D’ora in poi, per Vladimir Putin si tratta di neutralizzare la strategia di deflusso della potenza russa, strutturalmente guidata dall’amministrazione americana dalla fine della Guerra Fredda. La sua avanzata nel cuore dell’antico Impero sovietico si realizza grazie all’estensione delle rivoluzioni liberali “colorate”, al controllo dei circuiti energetici e all’impianto di basi militari. Questo implica il controllo degli Stati strategici – i “perni geopolitici” di Z. Brzezinski. Ritornando alla Guerra tiepida. Alla fine, la Russia si sforzerà di riconquistare il suo vecchio spazio, contro gli interessi americani e, così facendo, riattiverà le tensioni russo-americane.
Riguardo il vicino oriente, come spiega la posizione russa sulla questione siriana e sulle rivoluzioni arabe?
Jean Geronimo. La posizione di Mosca sulla Siria esprime, in modo globale, la sua diffidenza verso queste “rivoluzioni”, strumentalizzate secondo lei, da potenze esterne. La Siria, che ospita una base russa, è il suo ultimo bastione nella regione, percepito come un chiavistello di sicurezza in grado di stabilizzare le tensioni di confine. Nella visione russa, le instabilità arabe costituiscono una minaccia, declinata in due tempi. In un primo tempo esprimono un arretramento sensibile della Russia sullo scacchiere arabo. In un secondo tempo, Mosca teme un contagio rivoluzionario nel suo spazio politico interno (Caucaso, Urali) ed esterno (Asia centrale), dove la popolazione musulmana è corteggiata dall’ideologia emancipatrice dell’islam radicale. Quest’ondata “democratica” è incoraggiata dalla potenza americana, che porterebbe all’affievolimento e allo smantellamento della Russia.Mosca si oppone a tutte le ingerenze esterne in Siria secondo il “modello libico” di strumentalizzazione dell’ONU, in nome dei princìpi morali ed umanitari a geometria variabile.
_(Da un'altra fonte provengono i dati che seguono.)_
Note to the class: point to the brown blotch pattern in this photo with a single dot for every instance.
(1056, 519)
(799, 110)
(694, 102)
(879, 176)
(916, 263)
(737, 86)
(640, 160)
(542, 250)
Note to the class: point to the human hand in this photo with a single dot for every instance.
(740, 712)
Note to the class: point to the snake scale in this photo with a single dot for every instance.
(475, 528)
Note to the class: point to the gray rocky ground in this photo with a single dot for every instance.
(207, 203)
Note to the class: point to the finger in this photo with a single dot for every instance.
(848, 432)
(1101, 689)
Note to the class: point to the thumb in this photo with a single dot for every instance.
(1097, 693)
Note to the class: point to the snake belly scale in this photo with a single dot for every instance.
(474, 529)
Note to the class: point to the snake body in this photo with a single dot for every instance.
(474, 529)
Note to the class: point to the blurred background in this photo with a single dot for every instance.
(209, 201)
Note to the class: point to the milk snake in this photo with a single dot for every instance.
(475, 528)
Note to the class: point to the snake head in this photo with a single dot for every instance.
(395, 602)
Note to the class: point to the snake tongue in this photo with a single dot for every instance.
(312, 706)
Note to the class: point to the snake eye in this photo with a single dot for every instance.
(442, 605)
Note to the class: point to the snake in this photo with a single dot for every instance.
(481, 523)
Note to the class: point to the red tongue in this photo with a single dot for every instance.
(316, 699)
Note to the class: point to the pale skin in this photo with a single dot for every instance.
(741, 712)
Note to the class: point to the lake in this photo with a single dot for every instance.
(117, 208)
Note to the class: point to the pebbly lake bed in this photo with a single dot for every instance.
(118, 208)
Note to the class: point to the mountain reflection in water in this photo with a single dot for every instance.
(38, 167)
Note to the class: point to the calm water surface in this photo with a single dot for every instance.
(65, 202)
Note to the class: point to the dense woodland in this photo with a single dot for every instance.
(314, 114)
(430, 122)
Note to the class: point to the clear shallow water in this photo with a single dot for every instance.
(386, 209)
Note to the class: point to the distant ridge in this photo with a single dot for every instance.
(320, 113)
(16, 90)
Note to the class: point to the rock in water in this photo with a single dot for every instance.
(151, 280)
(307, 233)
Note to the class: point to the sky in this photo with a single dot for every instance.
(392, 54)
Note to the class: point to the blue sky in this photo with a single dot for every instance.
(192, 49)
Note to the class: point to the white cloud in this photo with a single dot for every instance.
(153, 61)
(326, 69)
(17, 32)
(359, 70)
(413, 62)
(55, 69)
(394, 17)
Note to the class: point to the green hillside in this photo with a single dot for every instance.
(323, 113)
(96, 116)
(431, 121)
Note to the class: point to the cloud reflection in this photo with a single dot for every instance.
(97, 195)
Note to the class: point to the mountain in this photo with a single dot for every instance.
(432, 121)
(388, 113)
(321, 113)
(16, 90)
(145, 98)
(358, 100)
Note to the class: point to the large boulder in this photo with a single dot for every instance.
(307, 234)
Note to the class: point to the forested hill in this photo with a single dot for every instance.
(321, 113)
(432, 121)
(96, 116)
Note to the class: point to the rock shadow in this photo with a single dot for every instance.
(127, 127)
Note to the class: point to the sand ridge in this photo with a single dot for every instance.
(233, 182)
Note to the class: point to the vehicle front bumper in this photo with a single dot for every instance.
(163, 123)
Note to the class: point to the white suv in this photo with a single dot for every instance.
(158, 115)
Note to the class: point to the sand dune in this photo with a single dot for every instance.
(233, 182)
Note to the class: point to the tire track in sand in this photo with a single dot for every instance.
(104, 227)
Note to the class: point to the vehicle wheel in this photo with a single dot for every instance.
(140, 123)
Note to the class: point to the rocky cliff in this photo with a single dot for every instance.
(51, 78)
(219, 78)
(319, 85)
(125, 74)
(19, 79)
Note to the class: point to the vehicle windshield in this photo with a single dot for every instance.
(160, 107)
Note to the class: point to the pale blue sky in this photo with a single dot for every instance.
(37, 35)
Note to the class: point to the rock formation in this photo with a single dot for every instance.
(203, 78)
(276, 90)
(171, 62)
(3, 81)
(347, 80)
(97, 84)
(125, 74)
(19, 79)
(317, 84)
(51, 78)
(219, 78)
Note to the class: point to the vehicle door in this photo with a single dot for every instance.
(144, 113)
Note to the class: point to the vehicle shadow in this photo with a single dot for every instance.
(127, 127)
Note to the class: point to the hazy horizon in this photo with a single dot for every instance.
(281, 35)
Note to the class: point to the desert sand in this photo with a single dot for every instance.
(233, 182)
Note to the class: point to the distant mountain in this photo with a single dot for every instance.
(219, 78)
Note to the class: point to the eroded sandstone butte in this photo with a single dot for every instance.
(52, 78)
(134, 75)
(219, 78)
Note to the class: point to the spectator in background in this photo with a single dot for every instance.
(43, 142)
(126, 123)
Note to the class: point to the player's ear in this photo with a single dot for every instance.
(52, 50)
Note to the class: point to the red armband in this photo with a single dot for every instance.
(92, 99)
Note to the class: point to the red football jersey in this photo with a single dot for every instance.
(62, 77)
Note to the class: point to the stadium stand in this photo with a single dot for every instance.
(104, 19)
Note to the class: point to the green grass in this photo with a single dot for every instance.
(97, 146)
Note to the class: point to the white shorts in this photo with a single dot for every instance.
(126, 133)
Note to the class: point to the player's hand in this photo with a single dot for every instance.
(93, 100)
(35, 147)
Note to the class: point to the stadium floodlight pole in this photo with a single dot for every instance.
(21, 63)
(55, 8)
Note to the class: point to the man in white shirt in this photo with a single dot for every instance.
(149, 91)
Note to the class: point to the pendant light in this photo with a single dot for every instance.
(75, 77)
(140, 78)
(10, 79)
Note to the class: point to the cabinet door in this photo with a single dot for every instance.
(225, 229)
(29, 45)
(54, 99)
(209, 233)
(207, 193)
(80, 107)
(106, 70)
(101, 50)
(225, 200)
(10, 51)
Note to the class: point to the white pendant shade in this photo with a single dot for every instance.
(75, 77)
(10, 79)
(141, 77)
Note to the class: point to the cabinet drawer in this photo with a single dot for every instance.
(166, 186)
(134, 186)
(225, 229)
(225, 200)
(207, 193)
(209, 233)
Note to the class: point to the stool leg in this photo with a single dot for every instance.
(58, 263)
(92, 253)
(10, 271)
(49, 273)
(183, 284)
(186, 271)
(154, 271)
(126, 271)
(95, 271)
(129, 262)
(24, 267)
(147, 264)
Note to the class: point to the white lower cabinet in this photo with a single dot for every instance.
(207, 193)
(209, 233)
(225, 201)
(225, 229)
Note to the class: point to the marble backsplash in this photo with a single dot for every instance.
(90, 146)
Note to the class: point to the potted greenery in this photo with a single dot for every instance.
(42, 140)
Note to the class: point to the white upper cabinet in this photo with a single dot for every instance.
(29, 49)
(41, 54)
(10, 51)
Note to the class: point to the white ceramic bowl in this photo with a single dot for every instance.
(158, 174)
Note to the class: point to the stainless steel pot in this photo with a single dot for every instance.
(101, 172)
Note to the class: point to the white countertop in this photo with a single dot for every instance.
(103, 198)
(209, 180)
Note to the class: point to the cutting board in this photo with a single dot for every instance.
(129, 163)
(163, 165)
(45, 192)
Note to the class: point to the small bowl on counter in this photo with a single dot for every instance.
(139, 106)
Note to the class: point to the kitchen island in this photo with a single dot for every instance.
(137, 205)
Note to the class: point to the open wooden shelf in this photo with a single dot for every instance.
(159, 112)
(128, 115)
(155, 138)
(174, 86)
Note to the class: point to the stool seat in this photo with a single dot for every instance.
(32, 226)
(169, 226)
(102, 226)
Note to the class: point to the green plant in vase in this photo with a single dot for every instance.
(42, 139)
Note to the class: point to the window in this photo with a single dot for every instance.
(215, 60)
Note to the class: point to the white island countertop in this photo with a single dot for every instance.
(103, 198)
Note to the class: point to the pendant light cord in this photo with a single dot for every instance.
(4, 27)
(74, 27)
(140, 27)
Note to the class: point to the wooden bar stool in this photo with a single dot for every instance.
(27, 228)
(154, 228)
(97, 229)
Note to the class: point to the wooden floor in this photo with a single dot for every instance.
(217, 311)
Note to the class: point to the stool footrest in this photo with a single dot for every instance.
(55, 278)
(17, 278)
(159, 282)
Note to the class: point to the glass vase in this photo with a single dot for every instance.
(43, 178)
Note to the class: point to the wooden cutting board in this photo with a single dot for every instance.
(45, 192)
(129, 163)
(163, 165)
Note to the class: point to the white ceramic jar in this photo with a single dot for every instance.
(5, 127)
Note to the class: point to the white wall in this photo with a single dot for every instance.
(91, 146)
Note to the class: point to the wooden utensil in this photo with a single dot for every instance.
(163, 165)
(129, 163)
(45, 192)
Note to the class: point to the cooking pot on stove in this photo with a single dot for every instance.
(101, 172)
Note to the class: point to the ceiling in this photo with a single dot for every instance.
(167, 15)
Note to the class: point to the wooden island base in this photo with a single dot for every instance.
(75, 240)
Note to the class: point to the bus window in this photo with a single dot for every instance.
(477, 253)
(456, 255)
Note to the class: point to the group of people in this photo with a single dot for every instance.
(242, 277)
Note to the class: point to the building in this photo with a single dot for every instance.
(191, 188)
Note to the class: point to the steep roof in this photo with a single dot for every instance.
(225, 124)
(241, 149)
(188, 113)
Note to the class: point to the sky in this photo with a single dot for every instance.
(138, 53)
Tanto più che si ricorda lo “scenario jugoslavo” del 1999, segnato dai mortali bombardamenti della NATO, in violazione delle regole dell’ONU. Da questo punto di vista, la Siria sarà un forte simbolo del ritorno della potenza russa e della sua capacità di opporsi all’unilateralismo occidentale, attraverso la leva della NATO.
Vladimir Putin riprenderà e svilupperà una politica eurasiatica e si riavvicinerà a Pechino?
Jean Geronimo. L’ancoraggio eurasiatico della sua politica straniera è una necessità vitale per la Russia, da una parte per influenzare il governo mondiale e dall’altra per fermare la sua marginalizzazione sulla scena mondiale. Questa inflessione ha avuto inizio dalla fine degli anni ’90 grazie a E. Primakov, il vecchio “sovietico”, contro il mantenimento dell’ostilità americana. Il riavvicinamento con la Cina (e l’India) s’iscrive nell’ambito di una partnership multidimensionale (economica e strategica) che rafforzi l’asse eurasiatico per controbilanciare l’egemonia del governo mondiale neo-liberale, portato avanti dall’asse americano. Oppure, se la Cina si rivelasse un partner affidabile nel breve termine, diventerà una fonte di incertezze a lungo termine per la Russia. Con il suo riarmo accelerato, attraverso la sua forza nucleare, la Cina diverrà una minaccia latente per la Russia, aggravata dalla sua strategia migratoria.